VersaGen: Unleashing Versatile Visual Control for Text-to-Image Synthesis

Authors: Zhipeng Chen, Lan Yang, Yonggang Qi, Honggang Zhang, Kaiyue Pang, Ke Li, Yi-Zhe Song

AAAI 2025 | Venue PDF | Archive PDF | Plain Text | LLM Run Details

Reproducibility Variable Result LLM Response
Research Type Experimental Comprehensive experiments on COCO and Sketchy validate the effectiveness and flexibility of Versa Gen, as evidenced by both qualitative and quantitative results. We conduct extensive evaluations using both edge maps and human free-hand sketches on the COCO (Lin et al. 2014) and Sketchy (Sangkloy et al. 2016) datasets. Our results demonstrate that Versa Gen outperforms well-established T2I (Rombach et al. 2022) and controllable T2I models (Mou et al. 2024; Zhang, Rao, and Agrawala 2023) in both quantitative and qualitative comparisons. Furthermore, a human study reveals that 48% of users identify Versa Gen as the most user-friendly interactive generation model compared to alternative approaches, underscoring the importance of providing flexible control options that cater to diverse user preferences and creative intents.

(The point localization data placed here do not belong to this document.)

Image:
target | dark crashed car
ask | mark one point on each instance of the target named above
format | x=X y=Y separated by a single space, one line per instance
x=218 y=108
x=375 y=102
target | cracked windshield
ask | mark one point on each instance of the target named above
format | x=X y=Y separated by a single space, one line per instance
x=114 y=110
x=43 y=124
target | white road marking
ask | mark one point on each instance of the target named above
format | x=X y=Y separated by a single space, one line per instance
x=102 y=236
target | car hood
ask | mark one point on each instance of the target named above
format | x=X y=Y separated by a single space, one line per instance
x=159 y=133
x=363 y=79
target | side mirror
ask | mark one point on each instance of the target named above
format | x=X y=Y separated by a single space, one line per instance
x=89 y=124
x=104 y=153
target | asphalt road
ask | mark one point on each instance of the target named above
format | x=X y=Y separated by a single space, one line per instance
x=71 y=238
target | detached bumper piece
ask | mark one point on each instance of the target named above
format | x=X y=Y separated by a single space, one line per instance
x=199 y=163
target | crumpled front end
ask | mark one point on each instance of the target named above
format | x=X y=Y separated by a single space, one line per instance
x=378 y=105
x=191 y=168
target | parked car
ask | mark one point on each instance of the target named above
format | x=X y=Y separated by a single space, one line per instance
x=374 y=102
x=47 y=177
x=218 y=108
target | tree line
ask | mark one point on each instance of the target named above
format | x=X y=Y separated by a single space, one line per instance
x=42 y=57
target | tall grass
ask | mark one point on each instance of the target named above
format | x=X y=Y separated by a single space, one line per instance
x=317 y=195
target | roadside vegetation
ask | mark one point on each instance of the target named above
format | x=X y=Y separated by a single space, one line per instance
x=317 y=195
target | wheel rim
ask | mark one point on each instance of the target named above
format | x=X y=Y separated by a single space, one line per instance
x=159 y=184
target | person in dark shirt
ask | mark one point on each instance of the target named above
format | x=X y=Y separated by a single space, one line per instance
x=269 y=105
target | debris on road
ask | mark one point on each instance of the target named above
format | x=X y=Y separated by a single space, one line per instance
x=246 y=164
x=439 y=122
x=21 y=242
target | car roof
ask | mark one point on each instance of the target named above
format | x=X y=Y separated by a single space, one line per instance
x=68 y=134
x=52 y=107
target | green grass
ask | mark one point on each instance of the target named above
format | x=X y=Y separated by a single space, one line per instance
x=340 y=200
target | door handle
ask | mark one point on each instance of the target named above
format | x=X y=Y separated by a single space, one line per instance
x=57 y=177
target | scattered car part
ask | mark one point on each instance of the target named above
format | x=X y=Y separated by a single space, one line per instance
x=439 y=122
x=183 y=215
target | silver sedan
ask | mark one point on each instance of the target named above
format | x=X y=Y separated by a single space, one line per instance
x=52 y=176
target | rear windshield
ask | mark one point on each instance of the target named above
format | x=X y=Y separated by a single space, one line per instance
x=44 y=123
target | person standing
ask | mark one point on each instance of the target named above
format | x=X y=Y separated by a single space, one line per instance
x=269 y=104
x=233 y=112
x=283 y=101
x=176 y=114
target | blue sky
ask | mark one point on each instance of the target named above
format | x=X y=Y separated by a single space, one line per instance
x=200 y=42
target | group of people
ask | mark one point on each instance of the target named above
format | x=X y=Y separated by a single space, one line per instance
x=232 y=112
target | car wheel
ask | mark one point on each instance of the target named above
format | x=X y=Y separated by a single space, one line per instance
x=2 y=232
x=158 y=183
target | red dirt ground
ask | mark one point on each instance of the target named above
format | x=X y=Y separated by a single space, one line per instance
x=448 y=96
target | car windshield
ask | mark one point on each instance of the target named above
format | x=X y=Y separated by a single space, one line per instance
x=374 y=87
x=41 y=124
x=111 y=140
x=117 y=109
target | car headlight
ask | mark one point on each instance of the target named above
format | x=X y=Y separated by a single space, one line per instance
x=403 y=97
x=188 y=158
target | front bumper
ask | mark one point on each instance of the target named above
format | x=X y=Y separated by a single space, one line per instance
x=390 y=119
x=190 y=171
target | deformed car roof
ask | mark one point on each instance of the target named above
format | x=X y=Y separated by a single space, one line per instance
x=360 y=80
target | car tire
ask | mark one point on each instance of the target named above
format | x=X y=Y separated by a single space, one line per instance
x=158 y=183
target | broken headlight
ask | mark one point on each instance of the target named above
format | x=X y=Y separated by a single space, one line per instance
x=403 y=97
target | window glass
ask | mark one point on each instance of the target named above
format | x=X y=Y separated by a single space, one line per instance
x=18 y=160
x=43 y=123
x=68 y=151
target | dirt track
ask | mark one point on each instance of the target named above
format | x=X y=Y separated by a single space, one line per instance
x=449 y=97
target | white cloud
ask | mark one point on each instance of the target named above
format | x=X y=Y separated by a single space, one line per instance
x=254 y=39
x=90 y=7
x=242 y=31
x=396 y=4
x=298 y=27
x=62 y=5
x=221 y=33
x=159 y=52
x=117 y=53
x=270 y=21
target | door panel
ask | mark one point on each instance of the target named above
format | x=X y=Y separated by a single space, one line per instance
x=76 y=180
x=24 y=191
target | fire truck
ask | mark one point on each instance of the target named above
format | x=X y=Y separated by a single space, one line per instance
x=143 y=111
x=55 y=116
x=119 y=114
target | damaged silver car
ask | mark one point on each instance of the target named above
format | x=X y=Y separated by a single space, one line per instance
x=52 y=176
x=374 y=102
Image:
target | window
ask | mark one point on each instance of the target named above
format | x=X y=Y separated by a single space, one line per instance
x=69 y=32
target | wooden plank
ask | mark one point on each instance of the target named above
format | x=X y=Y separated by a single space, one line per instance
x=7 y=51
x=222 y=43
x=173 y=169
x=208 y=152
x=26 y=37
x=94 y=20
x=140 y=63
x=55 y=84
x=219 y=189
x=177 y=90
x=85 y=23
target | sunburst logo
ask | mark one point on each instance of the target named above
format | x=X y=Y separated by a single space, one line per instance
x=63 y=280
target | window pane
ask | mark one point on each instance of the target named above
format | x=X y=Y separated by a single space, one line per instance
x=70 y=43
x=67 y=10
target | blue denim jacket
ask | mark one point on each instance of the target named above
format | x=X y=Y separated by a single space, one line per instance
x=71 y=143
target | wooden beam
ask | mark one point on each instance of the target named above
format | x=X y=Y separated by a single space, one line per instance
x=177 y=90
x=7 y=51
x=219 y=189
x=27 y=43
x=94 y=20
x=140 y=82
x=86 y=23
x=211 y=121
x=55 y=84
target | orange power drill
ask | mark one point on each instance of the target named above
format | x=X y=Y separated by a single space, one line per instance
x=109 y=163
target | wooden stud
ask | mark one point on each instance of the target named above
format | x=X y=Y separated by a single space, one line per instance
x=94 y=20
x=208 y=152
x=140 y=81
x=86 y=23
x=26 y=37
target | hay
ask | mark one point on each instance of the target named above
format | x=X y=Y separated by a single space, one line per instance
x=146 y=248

Finally, a comprehensive ablation study highlights the crucial role of our three proposed strategies in enabling Versa Gen to produce high-quality, user-controlled visual outputs across a wide range of input conditions in real-world scenarios.
Researcher Affiliation Academia 1School of Artificial Intelligence, Beijing University of Posts and Telecommunications, China 2Sketch X, CVSSP, University of Surrey, United Kingdom
Pseudocode No The paper describes methods using equations and prose, but it does not contain any explicitly labeled pseudocode or algorithm blocks with structured steps formatted like code.
Open Source Code Yes Code https://github.com/Felix Chan9527/Versa Gen official
Open Datasets Yes Comprehensive experiments on COCO and Sketchy validate the effectiveness and flexibility of Versa Gen, as evidenced by both qualitative and quantitative results. We conduct extensive evaluations using both edge maps and human free-hand sketches on the COCO (Lin et al. 2014) and Sketchy (Sangkloy et al. 2016) datasets.
Dataset Splits No The paper states: 'We conducted training and testing of Versa Gen on COCO (Lin et al. 2014) and further assessed its performance on Sketchy (Sangkloy et al. 2016), a human free-hand sketch dataset. Detailed information about data processing, evaluation metrics hyperparameters employed in the experiments, and additional generated results are provided in the supplementary(Chen et al. 2024).' While mentioning training and testing, it defers specific split details to supplementary materials and does not provide them in the main text.
Hardware Specification No The paper does not provide any specific hardware details such as GPU models, CPU models, or memory specifications used for running the experiments.
Software Dependencies No The paper mentions using foundational models like Stable Diffusion, Control Net, and T2I-Adapter, but it does not specify any ancillary software dependencies (e.g., Python, PyTorch, CUDA) with their version numbers.
Experiment Setup No The paper states: 'Detailed information about data processing, evaluation metrics hyperparameters employed in the experiments, and additional generated results are provided in the supplementary(Chen et al. 2024).' It describes the methodological components but defers specific hyperparameter values or training configurations to the supplementary materials, rather than providing them in the main text.